70 km/h und Alk im Blut
Das Ergebnis des Beweissicherungsverfahrens zum Tod von Alex Masera, der mit einem Lieferwagen über die Loretobrücke in Bozen gestürzt war, ist eindeutig: Hohe Geschwindigkeit, hoher Alkoholspiegel und ein gesetzeskonformes Brückengeländer.
von Thomas Vikoler
Derartige Details sollten in Bezug auf eine verstorbene Person eigentlich nicht erwähnt werden, doch sie sind in diesem Fall von starker Relevanz für die Klärung einer strafrechtlichen Verantwortung: Alex Masera, 22, war am Morgen des 2. Mai 2023 vergangenen Jahres ziemlich betrunken.
Der Alkoholspiegel lag bei 1,32 Promille. Masera war mit einem Lieferwagen der Fliesenlegerfirma seines Vaters auf der Loretobrücke in Bozen unterwegs, auf der er eigentlich nicht hätte fahren dürfen. Und er stürzte mit seinem Fahrzeug, das das Brückengeländer durchbrach, in die Fluten des Eisacks und ertrank, wie die Autopsie später ergab.
Laut einem Gutachten des Trentiner Ingenieurs und Universitätsprofessors Marco Guerriero im Auftrag von Voruntersuchungsrichter Emilio Schönsberg spielte bei dem Unfall ein weiterer (entscheidender) Faktor eine Rolle: Der von Masera gelenkte Lieferwagen war beim Aufprall auf das Brückengeländer 70 Stundenkilometer schnell unterwegs – es galt ein Tempolimit von 40 Stundenkilometern.
Die genaue Ursache für das plötzliche Ausscheren des stadteinwärts fahrenden Lieferwagens konnte der Gerichtsgutachter im Rahmen des gestern am Landesgericht abgeschlossenen Beweissicherungsverfahrens nicht nennen. Vielleicht eine Ablenkung durch ein Handy, vielleicht eine anderweitige Unachtsamkeit, vielleicht die durch den Alkohol verlängerte Reaktionszeit.
Zwei Videos aus dem Prozessakt bestätigen jedenfalls, dass das Fahrzeug ungebremst ausscherte und das Geländer sofort nachgab.
Das Gerichtsgutachten Guerrieros entlastet damit den derzeit einzigen Tatverdächtigen im Strafverfahren der Staatsanwaltschaft Bozen zum Tatverdacht der fahrlässigen Tötung.

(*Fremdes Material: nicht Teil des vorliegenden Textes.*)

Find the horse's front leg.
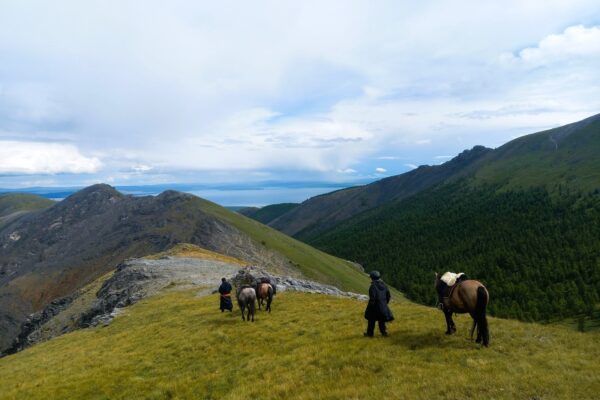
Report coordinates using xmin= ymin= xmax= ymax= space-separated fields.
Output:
xmin=444 ymin=310 xmax=456 ymax=335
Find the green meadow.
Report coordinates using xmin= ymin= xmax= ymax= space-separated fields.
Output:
xmin=1 ymin=290 xmax=598 ymax=399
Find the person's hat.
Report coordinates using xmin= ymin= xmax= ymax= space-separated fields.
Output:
xmin=369 ymin=270 xmax=381 ymax=280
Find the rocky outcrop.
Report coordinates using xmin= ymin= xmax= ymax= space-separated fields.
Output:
xmin=2 ymin=257 xmax=367 ymax=356
xmin=80 ymin=257 xmax=241 ymax=327
xmin=231 ymin=266 xmax=368 ymax=301
xmin=3 ymin=295 xmax=76 ymax=355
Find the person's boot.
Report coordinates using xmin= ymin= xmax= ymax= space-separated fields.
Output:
xmin=363 ymin=332 xmax=374 ymax=337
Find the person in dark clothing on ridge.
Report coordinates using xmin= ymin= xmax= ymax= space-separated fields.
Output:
xmin=364 ymin=270 xmax=394 ymax=337
xmin=218 ymin=277 xmax=233 ymax=312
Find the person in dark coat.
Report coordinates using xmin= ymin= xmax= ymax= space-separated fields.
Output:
xmin=364 ymin=270 xmax=394 ymax=337
xmin=218 ymin=278 xmax=233 ymax=312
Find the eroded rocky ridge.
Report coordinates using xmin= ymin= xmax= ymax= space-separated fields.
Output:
xmin=3 ymin=257 xmax=367 ymax=356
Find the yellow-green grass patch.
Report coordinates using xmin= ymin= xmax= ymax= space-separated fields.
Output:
xmin=1 ymin=291 xmax=598 ymax=399
xmin=144 ymin=243 xmax=246 ymax=266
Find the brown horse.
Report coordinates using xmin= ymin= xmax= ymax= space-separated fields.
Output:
xmin=434 ymin=272 xmax=490 ymax=347
xmin=256 ymin=282 xmax=273 ymax=312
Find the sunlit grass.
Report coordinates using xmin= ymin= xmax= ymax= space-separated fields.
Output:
xmin=1 ymin=291 xmax=598 ymax=399
xmin=144 ymin=243 xmax=246 ymax=265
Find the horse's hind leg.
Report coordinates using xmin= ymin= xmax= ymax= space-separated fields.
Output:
xmin=470 ymin=319 xmax=476 ymax=340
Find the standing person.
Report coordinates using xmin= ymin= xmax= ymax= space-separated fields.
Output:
xmin=218 ymin=278 xmax=233 ymax=312
xmin=364 ymin=270 xmax=394 ymax=337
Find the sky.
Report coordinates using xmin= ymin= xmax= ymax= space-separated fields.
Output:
xmin=1 ymin=1 xmax=600 ymax=204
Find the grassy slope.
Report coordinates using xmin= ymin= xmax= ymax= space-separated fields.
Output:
xmin=0 ymin=193 xmax=54 ymax=217
xmin=194 ymin=197 xmax=372 ymax=294
xmin=0 ymin=290 xmax=598 ymax=399
xmin=0 ymin=193 xmax=54 ymax=228
xmin=144 ymin=243 xmax=246 ymax=265
xmin=471 ymin=117 xmax=600 ymax=192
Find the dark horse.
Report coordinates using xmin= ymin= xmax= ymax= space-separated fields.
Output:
xmin=256 ymin=282 xmax=274 ymax=312
xmin=435 ymin=272 xmax=490 ymax=346
xmin=237 ymin=286 xmax=256 ymax=322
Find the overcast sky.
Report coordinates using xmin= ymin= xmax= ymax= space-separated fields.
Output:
xmin=1 ymin=1 xmax=600 ymax=192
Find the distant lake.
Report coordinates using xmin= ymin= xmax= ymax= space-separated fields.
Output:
xmin=1 ymin=182 xmax=362 ymax=208
xmin=183 ymin=187 xmax=342 ymax=207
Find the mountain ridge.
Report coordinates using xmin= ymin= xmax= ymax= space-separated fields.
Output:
xmin=268 ymin=145 xmax=492 ymax=240
xmin=0 ymin=185 xmax=368 ymax=352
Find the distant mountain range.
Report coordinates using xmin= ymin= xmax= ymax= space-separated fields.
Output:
xmin=247 ymin=113 xmax=600 ymax=324
xmin=0 ymin=181 xmax=358 ymax=202
xmin=0 ymin=185 xmax=367 ymax=353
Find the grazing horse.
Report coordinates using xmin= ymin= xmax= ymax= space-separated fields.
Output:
xmin=237 ymin=286 xmax=256 ymax=322
xmin=435 ymin=272 xmax=490 ymax=347
xmin=256 ymin=282 xmax=274 ymax=312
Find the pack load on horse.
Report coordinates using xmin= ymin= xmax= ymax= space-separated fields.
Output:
xmin=255 ymin=277 xmax=275 ymax=312
xmin=434 ymin=272 xmax=490 ymax=347
xmin=218 ymin=278 xmax=233 ymax=312
xmin=237 ymin=285 xmax=257 ymax=322
xmin=436 ymin=272 xmax=468 ymax=310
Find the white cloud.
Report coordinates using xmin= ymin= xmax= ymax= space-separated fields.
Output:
xmin=375 ymin=167 xmax=387 ymax=173
xmin=2 ymin=2 xmax=600 ymax=187
xmin=131 ymin=164 xmax=153 ymax=173
xmin=404 ymin=163 xmax=418 ymax=169
xmin=337 ymin=168 xmax=357 ymax=174
xmin=415 ymin=139 xmax=432 ymax=145
xmin=0 ymin=141 xmax=101 ymax=174
xmin=502 ymin=25 xmax=600 ymax=67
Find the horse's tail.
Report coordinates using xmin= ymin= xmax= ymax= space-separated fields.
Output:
xmin=249 ymin=296 xmax=256 ymax=321
xmin=267 ymin=285 xmax=273 ymax=312
xmin=475 ymin=286 xmax=490 ymax=346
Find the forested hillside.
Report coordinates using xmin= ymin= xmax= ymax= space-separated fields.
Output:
xmin=239 ymin=203 xmax=298 ymax=224
xmin=311 ymin=181 xmax=600 ymax=323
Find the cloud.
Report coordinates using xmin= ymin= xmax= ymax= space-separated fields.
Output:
xmin=0 ymin=141 xmax=101 ymax=175
xmin=337 ymin=168 xmax=357 ymax=174
xmin=2 ymin=2 xmax=600 ymax=188
xmin=130 ymin=164 xmax=153 ymax=173
xmin=501 ymin=25 xmax=600 ymax=67
xmin=404 ymin=164 xmax=418 ymax=169
xmin=375 ymin=167 xmax=387 ymax=173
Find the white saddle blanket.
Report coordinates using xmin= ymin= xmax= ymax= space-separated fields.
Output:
xmin=440 ymin=272 xmax=465 ymax=286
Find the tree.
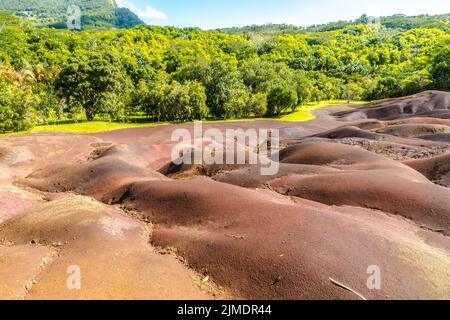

Es handelt sich um den Chef-Ingenieur der Stadtverwaltung, der für die Instandhaltung der Brücken der Stadt zuständig ist.
Der Gerichtsgutachter wies gestern darauf hin, dass das Brückengeländer der Loretobrücke baulich in Ordnung und korrekt gewartet worden war und nach den aktuellen gesetzlichen Bestimmungen dem Aufprall eines Lieferwagens nicht habe standhalten müssen. Auf einer Brücke, auf der ein Tempolimit von 40 Stundenkilometern gilt, reiche es aus, wenn sie mindestens ein Meter hoch ist und Fußgänger vom Sturz ins Wasser bewahrt.
Hansjörg Letzner, der Sachverständige der Verteidigung des Chef-Ingenieurs der Gemeinde Bozen, pflichtet dem Ergebnis des Gutachtens Guerrieros über weite Strecken bei. „Erst auf Brücken mit einem Tempolimit von 70 Kilometern müssen die Geländer so gebaut sein, um einen Aufprall eines Fahrzeuges standzuhalten“, sagt Letzner zur TAGESZEITUNG.
Der Verfahrensakt geht nun zurück an die Staatsanwaltschaft, die über eine Anklage bzw. eine Einstellung des Strafverfahrens gegen den Gemeinde-Ingenieur entscheiden muss. „Wir rechnen fest damit, dass zweiteres eintreten wird“, sagt sein Verteidiger Francesco Coran.
Der Bruder und der Vater von Alex Masera waren gestern mit Anwälten bei der Verhandlung zum Beweissicherungsverfahren vertreten.